Contrary to their name, the Allies were startlingly disunited, and this was a problem for Chiang Kai-shek in particular. The weakness of China’s position derived from the peculiar contortions of the partnership itself. Crucially, the USSR remained neutral against Japan. This meant that Stalin could not be seen to appear in public at any conference that included Chiang, since it would imply endorsement of China’s war aims against Japan. Yet Stalin clearly had a significant interest in the shaping of a postwar Asia. As a result, almost all the major conferences after 1941 excluded Chiang. This situation was worsened by Churchill’s clear contempt for the Chinese in general.

For Chiang, these pressures increased the importance of the Cairo Conference (“Sextant”) held between November 22 and 26, 1943, the only major conference of the war that attempted to make a comprehensive settlement of the Sino-Japanese conflict. The meeting in Cairo came at a time of continued tension between the United States and Britain. The two sides had gone back and forth during the winter and spring of 1943 on the question of the best timing for Overlord, the invasion of Western Europe.
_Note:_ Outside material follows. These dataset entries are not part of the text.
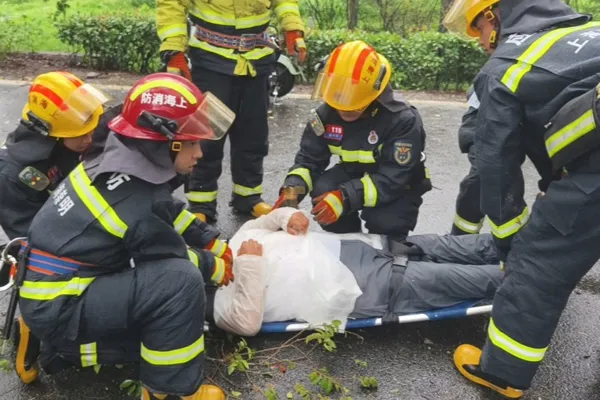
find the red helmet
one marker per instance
(166, 106)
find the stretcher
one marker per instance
(461, 310)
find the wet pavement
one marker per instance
(412, 361)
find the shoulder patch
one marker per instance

The Americans insisted on defining strategic priorities, whereas the British wanted to keep their options open. The decision on Overlord would inevitably have a sequential effect on the other theaters of war, including the Mediterranean, the Pacific, and ultimately China. Significant time would also be taken at Cairo to decide on strategy for the Pacific War.
37
Yet the Cairo Conference was hampered by the fact that neither the US nor Britain had a clear idea of exactly how the war in the Pacific would be brought to a conclusion. Even while the role of the Pacific was upgraded by both Washington and London during 1943, the precise significance of China was not defined.
38

Patrick J. Hurley, who had served as secretary of war under Herbert Hoover, was now a personal international emissary for Roosevelt. On November 12 he spoke to Chiang in Chongqing. In Chiang’s eyes, Hurley had come to explain Roosevelt’s intentions toward Churchill and Stalin so that there would be no misunderstandings about the upcoming conference. Chiang’s interpretation was that the American president was “relying on me to dispute with Churchill over East Asian matters,” so that Roosevelt could then intervene as mediator. Chiang declared his intention to press home several points at Cairo, including the establishment of a formal United Nations structure to give China equal status in the emergent international order, and the need for naval and air support in any future attempt to recapture Burma.
39
(At this point “United Nations” referred to the Allies; the term was not used in the sense of the United Nations Organization until after 1945.) Chiang also took time to consider the significance of his own role. No non-European leader had ever taken such a personal stake in a major meeting alongside the leaders of the great Western powers. “When I go to the conference,” reflected Chiang:

I want moderation as my only principle. In general, I don’t want to bring any great shame upon myself. We should wait for the British and Americans to bring up the treatment of Japan and reparations; we shouldn’t do it. This will reassure [them] about us and will make them respect the fact that we don’t have any selfish intentions with regard to the global war.
40

 

Chiang and Song Meiling landed at Cairo in conditions of strict security, but caused something of a sensation when they appeared in public. General Alan Brooke, chief of the Imperial General Staff, noted that some of the junior officers had given a “suppressed neigh” when they caught sight of Madame Chiang, dressed to kill as usual. Brooke himself thought her “not good looking,” noting her “sallow complexion” and her smoking of “continuous cigarettes.”